L. Frank Baum’s Oz universe has been a mainstay of popular culture for nearly 100 years, with the whimsical world being returned to consistently in multiple media endeavors to the delight of young and old alike. Like most, my first introduction to Oz was the 1939 film starring Judy Garland, which would air as an event on television on a yearly basis. While the technical accomplishments were lost on me watching the film in the 1980s, my parents would reminisce around the fact that when Dorothy enters Oz for the first time and is treated to a technicolor world, it was also the first time they had seen moving pictures in full color.

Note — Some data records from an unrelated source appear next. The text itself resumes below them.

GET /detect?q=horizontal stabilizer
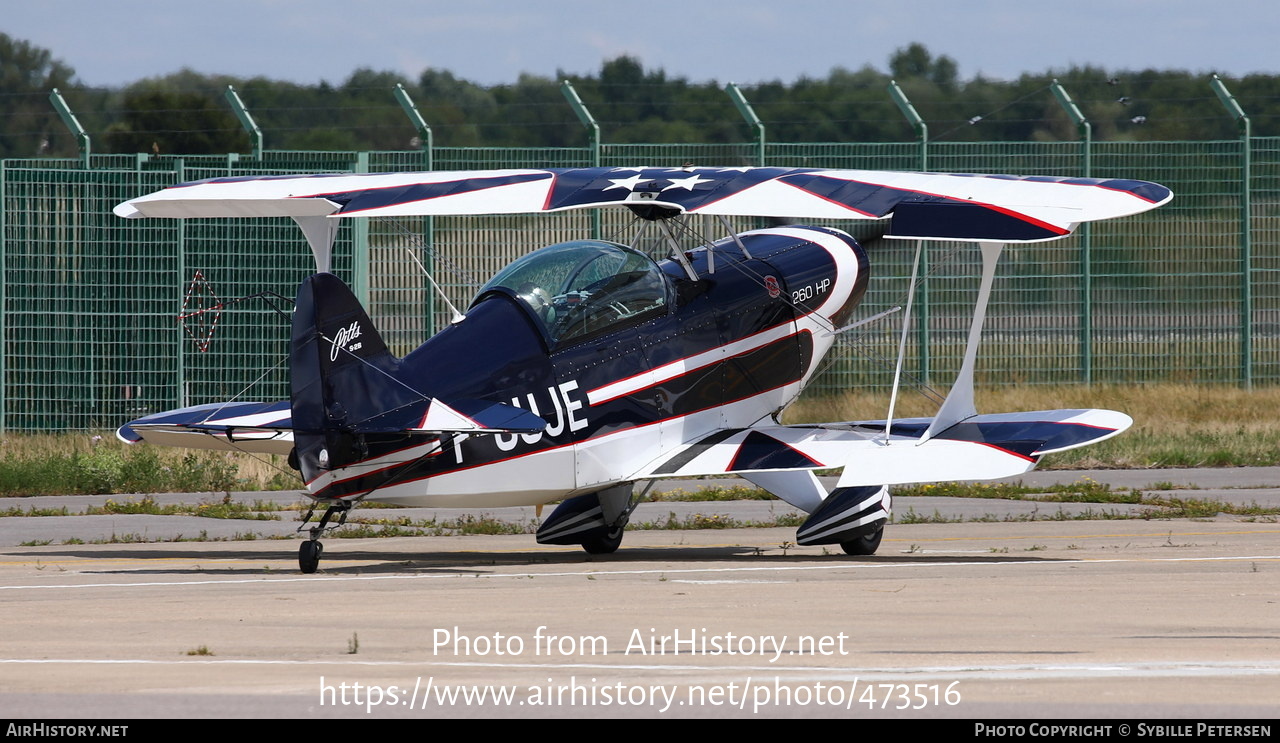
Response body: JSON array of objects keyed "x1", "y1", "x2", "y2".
[
  {"x1": 407, "y1": 398, "x2": 547, "y2": 434},
  {"x1": 117, "y1": 401, "x2": 294, "y2": 455},
  {"x1": 120, "y1": 395, "x2": 546, "y2": 454}
]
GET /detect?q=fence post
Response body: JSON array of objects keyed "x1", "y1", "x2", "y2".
[
  {"x1": 561, "y1": 80, "x2": 600, "y2": 238},
  {"x1": 352, "y1": 151, "x2": 371, "y2": 304},
  {"x1": 0, "y1": 161, "x2": 5, "y2": 433},
  {"x1": 173, "y1": 159, "x2": 187, "y2": 408},
  {"x1": 394, "y1": 83, "x2": 436, "y2": 332},
  {"x1": 224, "y1": 85, "x2": 263, "y2": 159},
  {"x1": 725, "y1": 83, "x2": 766, "y2": 166},
  {"x1": 888, "y1": 80, "x2": 928, "y2": 170},
  {"x1": 1211, "y1": 74, "x2": 1253, "y2": 389},
  {"x1": 394, "y1": 83, "x2": 434, "y2": 163},
  {"x1": 888, "y1": 80, "x2": 930, "y2": 385},
  {"x1": 49, "y1": 88, "x2": 91, "y2": 167},
  {"x1": 1051, "y1": 79, "x2": 1093, "y2": 384}
]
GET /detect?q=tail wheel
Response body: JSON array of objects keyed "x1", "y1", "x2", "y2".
[
  {"x1": 582, "y1": 527, "x2": 623, "y2": 555},
  {"x1": 299, "y1": 540, "x2": 323, "y2": 573},
  {"x1": 840, "y1": 525, "x2": 883, "y2": 556}
]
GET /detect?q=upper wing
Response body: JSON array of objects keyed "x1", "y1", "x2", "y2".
[
  {"x1": 114, "y1": 167, "x2": 1171, "y2": 244},
  {"x1": 628, "y1": 408, "x2": 1131, "y2": 486}
]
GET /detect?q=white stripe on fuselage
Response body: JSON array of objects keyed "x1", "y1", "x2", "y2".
[
  {"x1": 306, "y1": 441, "x2": 443, "y2": 494},
  {"x1": 585, "y1": 321, "x2": 801, "y2": 405}
]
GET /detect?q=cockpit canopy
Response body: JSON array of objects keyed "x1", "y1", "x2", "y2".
[{"x1": 474, "y1": 240, "x2": 670, "y2": 345}]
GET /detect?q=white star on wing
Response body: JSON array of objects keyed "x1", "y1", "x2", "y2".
[
  {"x1": 662, "y1": 174, "x2": 713, "y2": 191},
  {"x1": 604, "y1": 175, "x2": 648, "y2": 191}
]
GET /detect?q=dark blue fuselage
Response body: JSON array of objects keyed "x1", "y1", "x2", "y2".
[{"x1": 298, "y1": 226, "x2": 867, "y2": 505}]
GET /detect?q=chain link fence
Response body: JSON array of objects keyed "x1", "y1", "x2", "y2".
[{"x1": 0, "y1": 137, "x2": 1274, "y2": 430}]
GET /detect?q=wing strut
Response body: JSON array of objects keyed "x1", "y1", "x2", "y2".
[
  {"x1": 716, "y1": 215, "x2": 753, "y2": 259},
  {"x1": 293, "y1": 215, "x2": 340, "y2": 273},
  {"x1": 657, "y1": 219, "x2": 699, "y2": 280},
  {"x1": 920, "y1": 241, "x2": 1005, "y2": 443},
  {"x1": 882, "y1": 240, "x2": 926, "y2": 444}
]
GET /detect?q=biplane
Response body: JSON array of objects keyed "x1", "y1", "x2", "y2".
[{"x1": 114, "y1": 166, "x2": 1171, "y2": 572}]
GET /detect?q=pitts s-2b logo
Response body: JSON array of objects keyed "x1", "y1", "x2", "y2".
[{"x1": 329, "y1": 321, "x2": 363, "y2": 362}]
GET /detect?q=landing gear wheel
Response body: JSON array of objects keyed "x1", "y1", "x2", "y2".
[
  {"x1": 582, "y1": 528, "x2": 623, "y2": 555},
  {"x1": 296, "y1": 502, "x2": 349, "y2": 573},
  {"x1": 299, "y1": 540, "x2": 323, "y2": 573},
  {"x1": 840, "y1": 525, "x2": 883, "y2": 556}
]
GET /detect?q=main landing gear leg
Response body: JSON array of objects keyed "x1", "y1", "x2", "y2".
[{"x1": 298, "y1": 501, "x2": 351, "y2": 574}]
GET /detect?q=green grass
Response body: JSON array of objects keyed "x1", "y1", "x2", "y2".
[
  {"x1": 650, "y1": 485, "x2": 774, "y2": 501},
  {"x1": 80, "y1": 528, "x2": 295, "y2": 544},
  {"x1": 788, "y1": 383, "x2": 1280, "y2": 469},
  {"x1": 893, "y1": 479, "x2": 1117, "y2": 500},
  {"x1": 1, "y1": 384, "x2": 1278, "y2": 500},
  {"x1": 1, "y1": 495, "x2": 290, "y2": 519},
  {"x1": 335, "y1": 513, "x2": 540, "y2": 538},
  {"x1": 0, "y1": 434, "x2": 301, "y2": 496},
  {"x1": 1, "y1": 505, "x2": 71, "y2": 517},
  {"x1": 894, "y1": 506, "x2": 1140, "y2": 524},
  {"x1": 630, "y1": 511, "x2": 806, "y2": 530},
  {"x1": 83, "y1": 495, "x2": 282, "y2": 520},
  {"x1": 892, "y1": 478, "x2": 1280, "y2": 521}
]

The World of Oz was never one that captured my imagination, but it seemed to be omnipresent in literature and film as I was growing up. I only learned later that many tales were shaped in the fictional universe, with the film being only a single interpretation of Baum’s craftsmanship. That in fact, many creators have toyed about in the land of Oz, giving their own spin to the classic piece of children’s literature. The recent series of books from author Eric Shanower and artists Skottie Young and Jean-Francois Beaulieu is yet another welcome addition to already expansive realm.
The new collection from Marvel collects the Road to Oz and The Emerald City of Oz comic adaptations from the aforementioned creators. My four- and five-year-old daughters have yet to see the quintessential 1939 film, and so this was their first introduction to the world and its curious characters. It’s easy to forget that while this world was made for children, many of Baum’s creations were quite terrifying. They love The Nightmare Before Christmas, and this collection of Dorothy’s adventures sits comfortably alongside Tim Burton’s classic. On more than one occasion, they lingered on pages featuring twisted characters like Jack-Pumpkin Head and other misshapen figures.

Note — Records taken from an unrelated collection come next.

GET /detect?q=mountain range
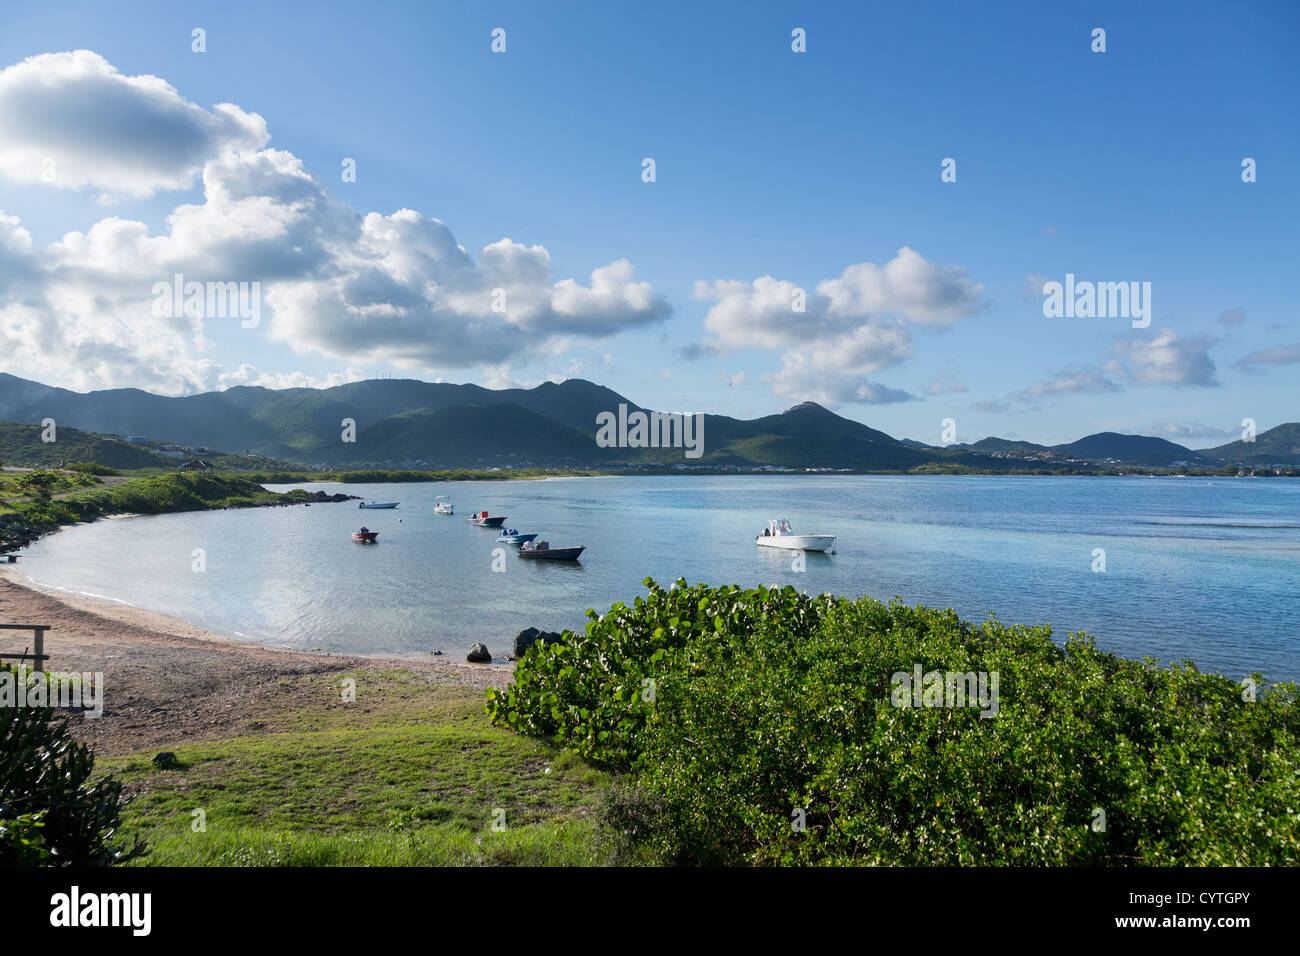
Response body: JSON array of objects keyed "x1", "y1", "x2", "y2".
[{"x1": 0, "y1": 372, "x2": 1295, "y2": 471}]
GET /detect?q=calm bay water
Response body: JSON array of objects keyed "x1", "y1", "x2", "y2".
[{"x1": 17, "y1": 475, "x2": 1300, "y2": 681}]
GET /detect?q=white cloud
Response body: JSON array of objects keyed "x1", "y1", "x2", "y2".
[
  {"x1": 765, "y1": 324, "x2": 917, "y2": 405},
  {"x1": 0, "y1": 51, "x2": 670, "y2": 394},
  {"x1": 692, "y1": 247, "x2": 981, "y2": 405},
  {"x1": 816, "y1": 246, "x2": 984, "y2": 328},
  {"x1": 1109, "y1": 328, "x2": 1219, "y2": 387},
  {"x1": 0, "y1": 51, "x2": 268, "y2": 198}
]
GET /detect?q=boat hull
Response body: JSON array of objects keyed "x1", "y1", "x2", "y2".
[
  {"x1": 351, "y1": 532, "x2": 379, "y2": 543},
  {"x1": 359, "y1": 502, "x2": 399, "y2": 509},
  {"x1": 756, "y1": 534, "x2": 836, "y2": 552},
  {"x1": 519, "y1": 546, "x2": 585, "y2": 561},
  {"x1": 498, "y1": 533, "x2": 538, "y2": 544},
  {"x1": 471, "y1": 515, "x2": 507, "y2": 527}
]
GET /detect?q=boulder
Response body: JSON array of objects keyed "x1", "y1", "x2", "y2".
[
  {"x1": 512, "y1": 628, "x2": 565, "y2": 659},
  {"x1": 467, "y1": 643, "x2": 492, "y2": 663}
]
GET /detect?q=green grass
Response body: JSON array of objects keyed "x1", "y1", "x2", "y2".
[{"x1": 99, "y1": 669, "x2": 611, "y2": 866}]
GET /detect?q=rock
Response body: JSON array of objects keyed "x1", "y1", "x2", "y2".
[
  {"x1": 466, "y1": 643, "x2": 492, "y2": 663},
  {"x1": 513, "y1": 627, "x2": 565, "y2": 658},
  {"x1": 152, "y1": 752, "x2": 181, "y2": 769}
]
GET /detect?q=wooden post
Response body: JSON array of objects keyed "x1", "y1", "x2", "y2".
[{"x1": 0, "y1": 623, "x2": 51, "y2": 671}]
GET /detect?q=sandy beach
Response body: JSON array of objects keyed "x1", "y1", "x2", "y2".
[{"x1": 0, "y1": 566, "x2": 512, "y2": 756}]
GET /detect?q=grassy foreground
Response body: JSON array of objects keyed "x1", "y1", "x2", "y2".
[{"x1": 101, "y1": 670, "x2": 609, "y2": 866}]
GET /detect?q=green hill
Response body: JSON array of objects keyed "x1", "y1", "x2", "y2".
[
  {"x1": 0, "y1": 422, "x2": 165, "y2": 469},
  {"x1": 1199, "y1": 423, "x2": 1300, "y2": 465}
]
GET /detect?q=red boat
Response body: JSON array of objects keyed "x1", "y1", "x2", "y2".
[
  {"x1": 352, "y1": 527, "x2": 379, "y2": 543},
  {"x1": 469, "y1": 510, "x2": 507, "y2": 528}
]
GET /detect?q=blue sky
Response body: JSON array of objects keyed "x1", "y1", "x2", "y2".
[{"x1": 0, "y1": 0, "x2": 1295, "y2": 446}]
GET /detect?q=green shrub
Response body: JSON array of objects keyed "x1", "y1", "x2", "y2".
[
  {"x1": 0, "y1": 667, "x2": 144, "y2": 866},
  {"x1": 65, "y1": 462, "x2": 120, "y2": 476},
  {"x1": 490, "y1": 579, "x2": 1300, "y2": 866},
  {"x1": 0, "y1": 812, "x2": 49, "y2": 866}
]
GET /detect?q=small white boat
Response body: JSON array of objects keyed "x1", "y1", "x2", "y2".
[
  {"x1": 755, "y1": 518, "x2": 836, "y2": 553},
  {"x1": 359, "y1": 501, "x2": 399, "y2": 509},
  {"x1": 434, "y1": 496, "x2": 454, "y2": 515}
]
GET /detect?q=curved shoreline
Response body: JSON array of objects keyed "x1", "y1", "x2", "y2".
[{"x1": 0, "y1": 565, "x2": 513, "y2": 756}]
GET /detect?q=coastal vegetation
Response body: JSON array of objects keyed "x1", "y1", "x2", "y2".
[
  {"x1": 246, "y1": 467, "x2": 602, "y2": 484},
  {"x1": 0, "y1": 665, "x2": 142, "y2": 866},
  {"x1": 487, "y1": 578, "x2": 1300, "y2": 865},
  {"x1": 0, "y1": 470, "x2": 347, "y2": 553}
]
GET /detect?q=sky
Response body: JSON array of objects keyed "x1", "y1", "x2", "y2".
[{"x1": 0, "y1": 0, "x2": 1296, "y2": 447}]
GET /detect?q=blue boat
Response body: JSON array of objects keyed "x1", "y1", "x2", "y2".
[{"x1": 497, "y1": 529, "x2": 539, "y2": 544}]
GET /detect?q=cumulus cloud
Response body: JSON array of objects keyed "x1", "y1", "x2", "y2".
[
  {"x1": 1108, "y1": 328, "x2": 1219, "y2": 387},
  {"x1": 765, "y1": 324, "x2": 918, "y2": 404},
  {"x1": 692, "y1": 247, "x2": 981, "y2": 405},
  {"x1": 0, "y1": 51, "x2": 268, "y2": 198},
  {"x1": 816, "y1": 247, "x2": 984, "y2": 329},
  {"x1": 1233, "y1": 343, "x2": 1300, "y2": 374},
  {"x1": 0, "y1": 51, "x2": 670, "y2": 394}
]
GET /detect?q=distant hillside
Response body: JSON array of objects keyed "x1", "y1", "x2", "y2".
[
  {"x1": 0, "y1": 422, "x2": 165, "y2": 469},
  {"x1": 348, "y1": 403, "x2": 612, "y2": 468},
  {"x1": 1051, "y1": 432, "x2": 1210, "y2": 467},
  {"x1": 969, "y1": 437, "x2": 1050, "y2": 453},
  {"x1": 0, "y1": 372, "x2": 1292, "y2": 473},
  {"x1": 1199, "y1": 423, "x2": 1300, "y2": 465}
]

Eric Shanower should be commended for the tight scripting present in these adaptations. Both stories are light on exposition and text, but ample characterization and plotting is packed into each minimalist page. Skottie Young, already a favorite artist of mine at Marvel, carries the brisk narrative effortlessly, giving each page an unearthly stir present in all prodigious pieces of fairytale fiction. His designs are welcoming yet foreboding, capturing the wonder and dread one would experience on the road to Oz. Each story collected also feels complete, providing a fitting conclusion to each arc while inviting the reader to consider future adventures of Dorothy and her companions.
I appreciate that Marvel published this book and brought two excellent creators on board to craft it. While my weekly pickups often revolve around the X-Men, with their deep lore and continuity to consider, books of this nature provide a welcoming access into comic books and showcase some of Marvel’s talent to a young, impressionable audience. My daughters were so taken by the book, I ended up sharing the recent issues of Strange Academy, knowing that the same energy and purpose present in that Young book would also grab their attention.
While Marvel’s Oz series of books is collected in a larger omnibus trade, this compact collection is an excellent book to give to younger readers and may hook them into the world of comics in a way superhero books may not.